Tom's Tech Talk (#13): Coverage Solutions when Narrowbanding
With the current mandate by the FCC to narrowband radio frequencies below 512MHz, we have observed coverage issues. Many engineering documents speak of loss of coverage anywhere from 3db to 6db in coverage. We have noticed a 3db loss in systems, especially if those systems have spotty coverage to begin with. We always use the rule if you have a full quieting RF signal now, you most likely won’t notice the change. If you have poor coverage in some locations, you will notice a difference. With that said, there are a few options available to choose from.
First you need to determine what the issue is. For repeater systems you have talk out to the unit in the field and talk in from the unit in the field. An attempt must be made to determine if it is a talk-out issue, talk-in issue or both. The intent of a basic repeater is to re-broadcast a signal at a higher power and usually at a higher antenna height. The repeater is usually a high power radio with an antenna that may be on a tall building, tower or water tower. When the repeaters receiver opens up and hears a unit in the field, it sends this audio to the transmitter to be rebroadcast out. This higher power and antenna height lead to greater coverage, thus extending the units ability to talk.

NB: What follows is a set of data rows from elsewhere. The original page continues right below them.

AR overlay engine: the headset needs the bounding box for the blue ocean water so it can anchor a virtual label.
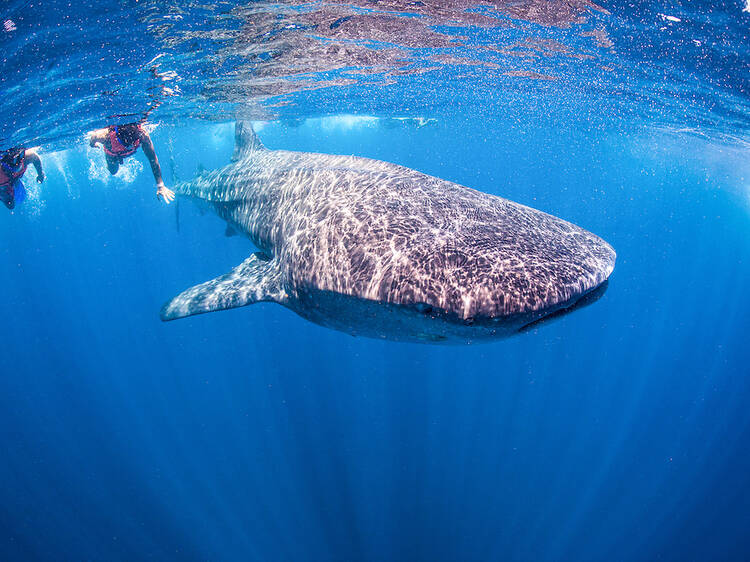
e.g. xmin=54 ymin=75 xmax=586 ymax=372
xmin=0 ymin=1 xmax=750 ymax=561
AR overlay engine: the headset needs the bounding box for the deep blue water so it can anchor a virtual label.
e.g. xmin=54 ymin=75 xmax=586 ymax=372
xmin=0 ymin=2 xmax=750 ymax=561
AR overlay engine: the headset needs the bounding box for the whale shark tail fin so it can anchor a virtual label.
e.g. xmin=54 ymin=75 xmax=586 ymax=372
xmin=232 ymin=121 xmax=266 ymax=162
xmin=160 ymin=252 xmax=287 ymax=322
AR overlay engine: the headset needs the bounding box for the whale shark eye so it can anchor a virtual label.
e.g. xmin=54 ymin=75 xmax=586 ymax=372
xmin=414 ymin=302 xmax=435 ymax=315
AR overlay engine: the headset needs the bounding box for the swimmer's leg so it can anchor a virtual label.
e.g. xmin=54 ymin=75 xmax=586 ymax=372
xmin=0 ymin=189 xmax=16 ymax=211
xmin=106 ymin=154 xmax=120 ymax=176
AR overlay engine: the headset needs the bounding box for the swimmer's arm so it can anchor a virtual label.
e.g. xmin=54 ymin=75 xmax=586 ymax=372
xmin=24 ymin=150 xmax=45 ymax=183
xmin=89 ymin=129 xmax=109 ymax=147
xmin=141 ymin=132 xmax=174 ymax=204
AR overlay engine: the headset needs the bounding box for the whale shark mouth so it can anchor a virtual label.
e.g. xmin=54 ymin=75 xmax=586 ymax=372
xmin=518 ymin=279 xmax=609 ymax=334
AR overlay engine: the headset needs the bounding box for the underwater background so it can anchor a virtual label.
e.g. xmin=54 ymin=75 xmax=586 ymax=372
xmin=0 ymin=0 xmax=750 ymax=561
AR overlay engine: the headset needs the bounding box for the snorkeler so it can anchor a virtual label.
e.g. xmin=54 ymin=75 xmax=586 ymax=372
xmin=89 ymin=123 xmax=174 ymax=204
xmin=0 ymin=146 xmax=44 ymax=210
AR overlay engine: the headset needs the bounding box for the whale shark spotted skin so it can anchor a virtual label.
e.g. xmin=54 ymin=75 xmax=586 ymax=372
xmin=161 ymin=122 xmax=615 ymax=343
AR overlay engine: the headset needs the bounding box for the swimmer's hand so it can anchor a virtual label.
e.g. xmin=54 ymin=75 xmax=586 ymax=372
xmin=156 ymin=183 xmax=174 ymax=205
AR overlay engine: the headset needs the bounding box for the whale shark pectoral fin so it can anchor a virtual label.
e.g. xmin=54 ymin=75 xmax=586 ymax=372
xmin=232 ymin=121 xmax=266 ymax=162
xmin=160 ymin=253 xmax=286 ymax=322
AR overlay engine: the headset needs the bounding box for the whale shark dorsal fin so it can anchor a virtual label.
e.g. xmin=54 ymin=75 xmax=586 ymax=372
xmin=232 ymin=121 xmax=266 ymax=162
xmin=160 ymin=253 xmax=287 ymax=322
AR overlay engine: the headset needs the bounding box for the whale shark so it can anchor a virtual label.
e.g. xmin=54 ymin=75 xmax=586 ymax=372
xmin=161 ymin=121 xmax=616 ymax=343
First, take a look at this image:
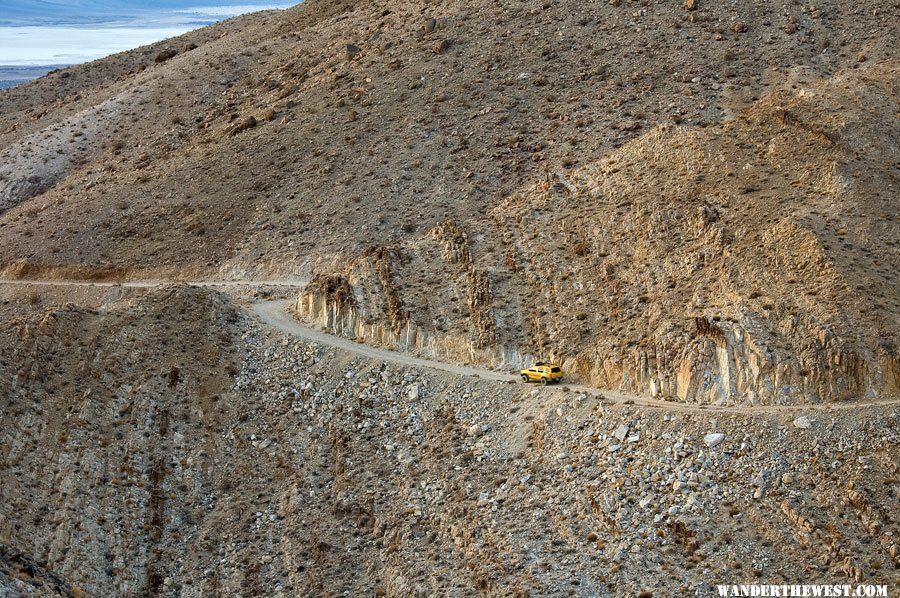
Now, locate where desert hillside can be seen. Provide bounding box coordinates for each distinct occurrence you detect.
[0,1,900,403]
[0,0,900,598]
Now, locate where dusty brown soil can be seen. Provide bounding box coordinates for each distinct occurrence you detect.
[0,286,900,596]
[0,0,900,596]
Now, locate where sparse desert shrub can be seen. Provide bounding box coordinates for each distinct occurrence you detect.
[153,48,178,64]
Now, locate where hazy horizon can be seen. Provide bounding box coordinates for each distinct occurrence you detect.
[0,0,296,72]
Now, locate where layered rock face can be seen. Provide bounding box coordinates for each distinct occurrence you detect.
[0,284,900,598]
[299,63,900,404]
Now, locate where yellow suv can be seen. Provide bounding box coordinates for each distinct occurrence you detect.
[520,361,562,385]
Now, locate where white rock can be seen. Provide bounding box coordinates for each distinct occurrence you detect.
[703,432,725,448]
[794,415,812,430]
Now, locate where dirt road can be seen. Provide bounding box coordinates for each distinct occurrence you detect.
[0,280,900,414]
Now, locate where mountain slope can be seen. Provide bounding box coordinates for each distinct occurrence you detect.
[0,0,900,402]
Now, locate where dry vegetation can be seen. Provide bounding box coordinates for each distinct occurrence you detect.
[0,0,900,597]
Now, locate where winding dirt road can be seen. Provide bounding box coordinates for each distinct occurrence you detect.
[0,280,900,415]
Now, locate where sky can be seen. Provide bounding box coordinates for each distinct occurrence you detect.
[0,0,298,67]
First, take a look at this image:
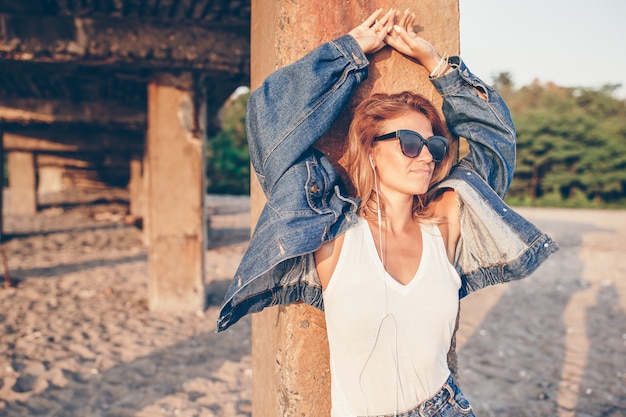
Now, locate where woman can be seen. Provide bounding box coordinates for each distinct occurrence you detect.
[218,10,557,417]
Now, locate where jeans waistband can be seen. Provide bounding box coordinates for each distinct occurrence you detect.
[384,376,456,417]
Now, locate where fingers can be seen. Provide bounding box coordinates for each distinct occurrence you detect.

If the problem appears to be that units in the field cannot talk back to dispatch, you have a talk in problem. There are options to extend the ability of a repeater to hear by the use of Voting systems. Voting systems place receivers in strategic locations to enhance the ability of the repeater to hear the unit in the field.
If the issue is a talk out problem, or dispatch talking to the unit in the field. You may have to file for a modification to the license to either increase the antenna height or power of the transmitter. As this may be an almost impossible task to modify the license, the alternate solutions are:
1) Simulcast: This involves putting a second transmitter in an alternate location to allow for the ability of the system to transmit from two separate locations. The issue with this will be the timing, frequency error and deviation of the system to accurately allow for the two transmitters to come up at EXACTLY at the same time, frequency and deviation. A good solution yet expensive. This will require an additional location added to your license.
2) Multicast: This solution is similar to simulcast because it requires the addition of a second transmitter. The difference being another transmit frequency is needed. The concept behind this allows for both transmitters to key up at the same time without interfering with each other. Simple, inexpensive, yet this will require an additional frequency which may be a drawback. For the Chicagoland area, frequencies are hard to come by. This will require an additional frequency being needed.
3) Transmitter Steering: This solution mixes Voting and Simulcasting. As receivers listen to specific areas, transmitters get associated with those receivers. As a unit drives through Town A, the receiver from that town may hear that units transmissions. If it gets voted with the best signal, the transmitter associated with that site will actually rebroadcast. The alternate transmitter is associated with other receivers and is used in a different location. The advantage with this is you don’t need the expensive equipment to do the simulcasting as the units never come up at the same time. The challenge lies in setting up the system correctly to insure that the voting receivers hear the proper area. Again this will require a license modification.
As a final option, look into digital. Although this may require a complete replacement of your system, you will gain your coverage back with the ability and functions to do more than you can with analog radio systems.